Deux jours entre le Pischahorn et la Basse-Engadine N° 2337
Davos Laret — Lavin • GR

Deux jours entre le Pischahorn et la Basse-Engadine

Le Pischahorn s’élève plus de 1300 mètres au-dessus du tunnel de la Vereina, à mi-chemin environ entre le Weissfluhjoch et le Piz Buin. Il ne franchit juste pas la barre des 3000 mètres, mais sa position dégagée offre une vue superbe sur les sommets autour de Davos et la Basse-Engadine. Par temps clair, on voit même l’Ortles (3905 m) et le Piz Bernina (4048 m) au sud-est et au sud. L’ascension depuis Davos Laret par le Mönchalptal, sur environ 1600 mètres de dénivelé, est exigeante. Mieux vaut partir tôt. La montée est constante mais presque toujours en pente douce. Le lac Pischasee, en forme de cœur et aux eaux turquoise, est à quelques centaines de mètres à droite du chemin, à 2500 mètres d’altitude environ. La montée est entièrement balisée en blanc-rouge-blanc. Sur la crête sommitale, un court tronçon passe sur un sentier taillé dans une paroi rocheuse escarpée, mais il est parfaitement sécurisé par une corde. Depuis le glacier du Hafentälli, sur les versants nord du Pischahorn, il n’y a hélas plus rien à voir. La descente vers Säss et Vereina passe sans difficulté par des éboulis puis par des dalles rocheuses et des alpages. Bâtie sur un petit éperon à la jonction des vallées de la Vereina, de Vernela et de Süs, l’auberge de montagne Vereina jouit d’une superbe situation.

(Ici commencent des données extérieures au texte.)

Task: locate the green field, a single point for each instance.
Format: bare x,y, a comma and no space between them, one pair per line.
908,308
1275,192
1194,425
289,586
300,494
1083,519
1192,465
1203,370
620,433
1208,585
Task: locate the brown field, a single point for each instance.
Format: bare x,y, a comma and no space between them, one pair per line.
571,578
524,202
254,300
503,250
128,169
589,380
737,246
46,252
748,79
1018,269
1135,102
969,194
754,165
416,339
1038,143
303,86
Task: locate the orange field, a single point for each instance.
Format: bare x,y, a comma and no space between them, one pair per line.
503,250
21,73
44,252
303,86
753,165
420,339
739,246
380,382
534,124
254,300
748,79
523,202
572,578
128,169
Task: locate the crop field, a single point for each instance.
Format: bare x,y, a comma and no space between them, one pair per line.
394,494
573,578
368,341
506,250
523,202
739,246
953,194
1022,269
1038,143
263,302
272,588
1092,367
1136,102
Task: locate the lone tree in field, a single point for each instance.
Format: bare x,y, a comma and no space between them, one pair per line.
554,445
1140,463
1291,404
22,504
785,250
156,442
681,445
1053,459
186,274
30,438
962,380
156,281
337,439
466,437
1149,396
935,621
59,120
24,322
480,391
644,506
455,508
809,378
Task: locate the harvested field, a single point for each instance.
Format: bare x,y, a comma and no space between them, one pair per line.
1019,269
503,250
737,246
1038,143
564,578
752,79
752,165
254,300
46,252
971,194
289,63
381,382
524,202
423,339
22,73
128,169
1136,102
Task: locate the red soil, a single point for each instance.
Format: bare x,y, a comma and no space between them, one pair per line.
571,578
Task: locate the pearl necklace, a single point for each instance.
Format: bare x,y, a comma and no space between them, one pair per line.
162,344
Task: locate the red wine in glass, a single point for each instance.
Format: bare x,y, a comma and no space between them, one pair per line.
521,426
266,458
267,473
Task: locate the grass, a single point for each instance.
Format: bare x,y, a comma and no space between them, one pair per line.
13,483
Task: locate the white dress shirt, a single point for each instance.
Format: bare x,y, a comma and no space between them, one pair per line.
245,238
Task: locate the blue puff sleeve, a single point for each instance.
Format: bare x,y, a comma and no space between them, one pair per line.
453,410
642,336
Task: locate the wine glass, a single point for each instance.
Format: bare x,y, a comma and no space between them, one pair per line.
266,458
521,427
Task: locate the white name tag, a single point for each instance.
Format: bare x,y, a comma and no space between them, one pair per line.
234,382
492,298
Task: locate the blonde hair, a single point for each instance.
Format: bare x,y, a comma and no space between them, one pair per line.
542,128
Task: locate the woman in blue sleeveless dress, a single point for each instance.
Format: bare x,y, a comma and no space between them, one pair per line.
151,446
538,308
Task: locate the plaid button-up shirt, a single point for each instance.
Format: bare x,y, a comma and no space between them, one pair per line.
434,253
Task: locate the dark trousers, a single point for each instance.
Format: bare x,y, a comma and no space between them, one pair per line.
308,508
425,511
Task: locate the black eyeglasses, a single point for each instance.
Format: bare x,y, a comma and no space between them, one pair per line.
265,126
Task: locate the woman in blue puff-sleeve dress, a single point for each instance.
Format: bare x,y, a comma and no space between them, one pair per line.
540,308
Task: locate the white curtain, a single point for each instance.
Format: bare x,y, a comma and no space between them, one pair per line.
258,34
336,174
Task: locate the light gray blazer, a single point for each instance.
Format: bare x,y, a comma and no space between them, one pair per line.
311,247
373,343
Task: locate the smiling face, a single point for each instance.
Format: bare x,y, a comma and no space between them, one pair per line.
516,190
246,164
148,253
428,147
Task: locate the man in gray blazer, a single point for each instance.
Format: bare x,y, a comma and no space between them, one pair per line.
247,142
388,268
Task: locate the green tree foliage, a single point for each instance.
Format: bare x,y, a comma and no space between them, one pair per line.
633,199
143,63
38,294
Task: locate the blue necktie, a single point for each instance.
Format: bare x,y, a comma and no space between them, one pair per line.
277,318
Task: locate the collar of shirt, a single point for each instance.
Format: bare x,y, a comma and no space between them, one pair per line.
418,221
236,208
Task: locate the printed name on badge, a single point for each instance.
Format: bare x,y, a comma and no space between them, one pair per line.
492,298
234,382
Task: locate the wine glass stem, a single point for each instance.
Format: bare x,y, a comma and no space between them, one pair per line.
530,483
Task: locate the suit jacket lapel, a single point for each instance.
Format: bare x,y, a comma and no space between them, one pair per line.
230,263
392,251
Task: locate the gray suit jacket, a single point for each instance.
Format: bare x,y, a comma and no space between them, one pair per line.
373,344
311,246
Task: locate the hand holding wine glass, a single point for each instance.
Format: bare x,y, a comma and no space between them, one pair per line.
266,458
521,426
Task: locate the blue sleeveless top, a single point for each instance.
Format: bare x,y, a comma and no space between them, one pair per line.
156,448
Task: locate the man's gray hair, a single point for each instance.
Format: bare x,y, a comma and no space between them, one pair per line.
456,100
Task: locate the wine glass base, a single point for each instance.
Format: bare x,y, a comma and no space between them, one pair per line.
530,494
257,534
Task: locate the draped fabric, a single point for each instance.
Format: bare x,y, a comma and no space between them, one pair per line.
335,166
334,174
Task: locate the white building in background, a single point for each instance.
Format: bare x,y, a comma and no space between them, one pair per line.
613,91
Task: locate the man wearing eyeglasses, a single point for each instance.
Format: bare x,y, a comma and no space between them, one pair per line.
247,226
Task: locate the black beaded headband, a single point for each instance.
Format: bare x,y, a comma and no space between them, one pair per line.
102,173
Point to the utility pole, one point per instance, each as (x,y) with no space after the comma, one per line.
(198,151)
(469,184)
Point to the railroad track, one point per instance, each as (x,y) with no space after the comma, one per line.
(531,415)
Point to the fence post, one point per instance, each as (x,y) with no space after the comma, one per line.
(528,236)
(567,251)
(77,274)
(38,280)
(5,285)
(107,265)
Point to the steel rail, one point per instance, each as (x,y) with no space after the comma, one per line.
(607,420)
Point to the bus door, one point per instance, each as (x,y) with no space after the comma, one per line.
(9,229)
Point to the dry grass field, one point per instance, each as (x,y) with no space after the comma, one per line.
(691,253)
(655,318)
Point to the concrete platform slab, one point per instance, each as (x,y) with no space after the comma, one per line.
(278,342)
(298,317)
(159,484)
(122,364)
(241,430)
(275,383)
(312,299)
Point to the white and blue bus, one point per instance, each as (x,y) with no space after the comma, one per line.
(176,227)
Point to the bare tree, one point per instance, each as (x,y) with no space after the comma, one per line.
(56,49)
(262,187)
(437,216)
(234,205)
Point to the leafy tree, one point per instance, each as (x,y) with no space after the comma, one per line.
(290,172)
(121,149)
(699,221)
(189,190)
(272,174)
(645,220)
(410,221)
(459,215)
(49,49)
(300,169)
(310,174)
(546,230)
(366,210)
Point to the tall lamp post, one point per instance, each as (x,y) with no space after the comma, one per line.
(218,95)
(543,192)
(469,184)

Le deuxième jour, il ne reste qu’une ascension de 650 mètres vers le col de la Vereina. Le paysage rocheux et aride du col est très impressionnant. L’imposante pyramide du Piz Linard, le plus haut sommet de la Basse-Engadine qui culmine à 3410 mètres, se reflète dans deux lacs aux eaux cristallines. La descente par le Val Sagliains traverse, dans sa partie supérieure, des alpages parsemés de rochers; plus bas, le chemin est assez cahoteux et accidenté et empêche de progresser aisément. Au-delà de la gare de chargement de Saglians (non accessible aux randonneuses et randonneurs), on rejoint enfin la gare de Lavin.